How do you expect me, or anybody else to offer "conclusions" or "prove" what happened to the bodies? You're certainly not doing it, there's nothing here other than conjecture.
So, what can we can do instead? We can look at what we know.
We can look at the collapse, and know that few bodies are going to be left intact. We can look at how many people are left unidentified, how many unidentified body parts there are, and perhaps get an idea for how many bodies have been destroyed, or had remains that weren't recovered. We can look at potential causes of that, like the fires afterwards, and think about how many body parts they might have destroyed.
Then, after we're considered everything we know, we can move into opinion and take a view on whether more bodies have mysteriously disappeared than we might have expected.

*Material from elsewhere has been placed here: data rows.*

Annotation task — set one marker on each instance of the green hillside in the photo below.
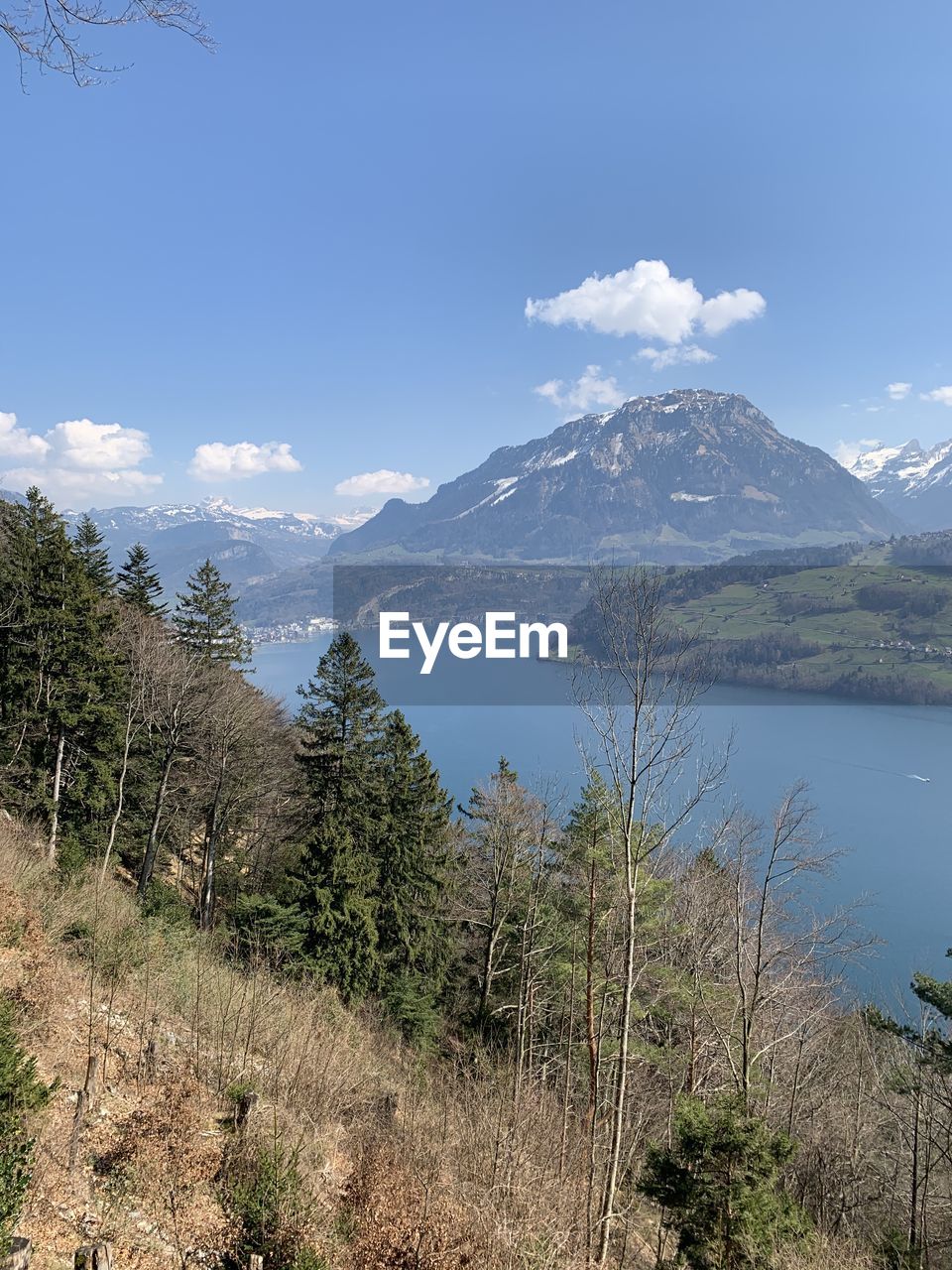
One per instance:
(867, 629)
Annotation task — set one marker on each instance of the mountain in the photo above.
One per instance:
(911, 481)
(685, 476)
(244, 543)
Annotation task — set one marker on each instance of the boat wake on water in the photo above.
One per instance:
(883, 771)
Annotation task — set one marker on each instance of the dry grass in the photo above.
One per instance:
(405, 1165)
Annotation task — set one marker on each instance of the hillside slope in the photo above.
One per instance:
(685, 476)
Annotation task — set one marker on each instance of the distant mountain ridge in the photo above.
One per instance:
(246, 544)
(911, 481)
(685, 476)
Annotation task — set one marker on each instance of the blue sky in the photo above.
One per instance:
(318, 243)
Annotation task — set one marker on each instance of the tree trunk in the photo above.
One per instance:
(145, 873)
(58, 783)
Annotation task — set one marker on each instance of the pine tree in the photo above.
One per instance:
(340, 721)
(719, 1184)
(334, 890)
(21, 1092)
(335, 883)
(140, 584)
(204, 619)
(414, 864)
(87, 543)
(59, 679)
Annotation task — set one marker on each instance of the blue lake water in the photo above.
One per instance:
(860, 760)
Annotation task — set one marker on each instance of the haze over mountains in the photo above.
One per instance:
(911, 481)
(245, 544)
(685, 476)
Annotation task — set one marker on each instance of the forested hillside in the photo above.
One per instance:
(266, 991)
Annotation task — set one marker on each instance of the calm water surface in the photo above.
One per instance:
(861, 761)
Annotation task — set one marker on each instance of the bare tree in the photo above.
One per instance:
(50, 33)
(640, 698)
(785, 960)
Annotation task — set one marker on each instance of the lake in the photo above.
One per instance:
(864, 763)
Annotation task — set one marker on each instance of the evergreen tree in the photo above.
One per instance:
(340, 722)
(87, 544)
(140, 584)
(59, 679)
(335, 883)
(719, 1184)
(204, 619)
(414, 864)
(21, 1092)
(334, 888)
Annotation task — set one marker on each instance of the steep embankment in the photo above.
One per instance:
(357, 1155)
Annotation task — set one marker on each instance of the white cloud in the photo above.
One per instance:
(647, 302)
(678, 354)
(217, 461)
(86, 445)
(17, 443)
(943, 395)
(589, 390)
(846, 452)
(77, 460)
(382, 481)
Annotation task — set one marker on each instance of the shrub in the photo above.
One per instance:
(266, 1197)
(21, 1092)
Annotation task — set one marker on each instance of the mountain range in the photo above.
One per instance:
(911, 481)
(246, 544)
(685, 476)
(682, 477)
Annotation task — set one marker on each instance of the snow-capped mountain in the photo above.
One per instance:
(245, 543)
(684, 476)
(911, 481)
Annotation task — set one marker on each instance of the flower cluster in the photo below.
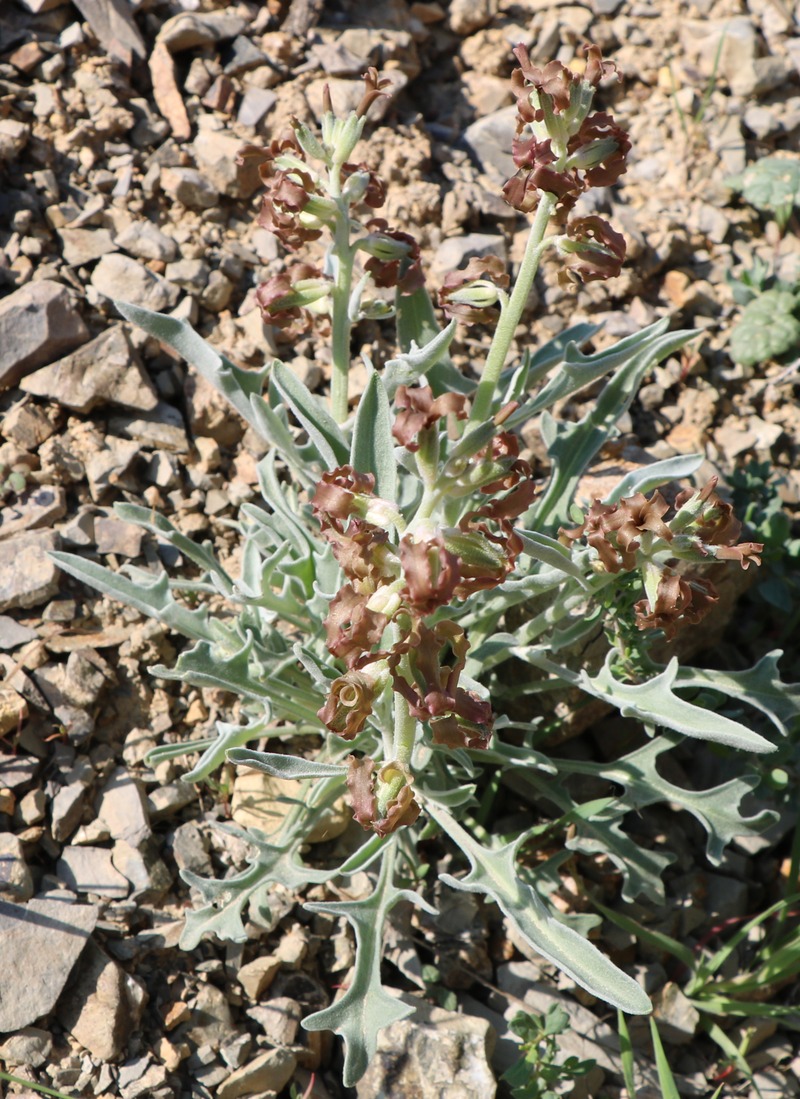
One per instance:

I don't think they have, and I don't see many other people overly surprised by the figures, either.
Sure. Good job no-one is suggesting that then, isn't it? If one floor in the WTC collapses onto another, which happened to contain people, then I wouldn't expect them to be "mostly unaffected". I'd expect only small body parts to be recovered, if any at all after the fires, which -- oh, look -- is exactly what happened. Talk about the concrete, if you like, but I see no need for explosives to explain why some remains may never have been recovered. No need at all.
You can hit concrete with a hammer and break off parts of it, if you hit it right, and then keep hammering it into dust. Now what do you think will happen to the same concrete when a couple hundred thousand tons of steel comes down on it, and then it slams into more concrete, then hits the ground? The steel pillars falling would probably punch holes through at least some of the concrete, causing dust to fly.
Originally posted by bsbray11
Not only was this heat 300 degrees cooler at its hottest
there were no open flames
Your conjecture, because it as just as much conjecture as my idea, is that rather than being damaged during collapse as they should have been, by such a force totally destroying the concrete, instead they were cooked afterwards in the smolder.
You've yet to explain to me how this left the bodies unharmed, or how this would not completely and utterly destroy a body.
So concrete slabs falling on each other is what turned them all into dust?
The combination of fire and compression from tons of rubble could reduce a human body to a small amount of tissue and bone, said Dr. Cyril Wecht, a top forensic pathologist in Pittsburgh.
No-one is saying that bodies weren't damaged during the collapse, that's just a straw man argument. They were damaged by the initial impact, the fires that followed, the collapse and the subsequent fire.
...
More straw men. No-one is saying the bodies were unharmed -- the collapse is exactly why very few intact bodies were found.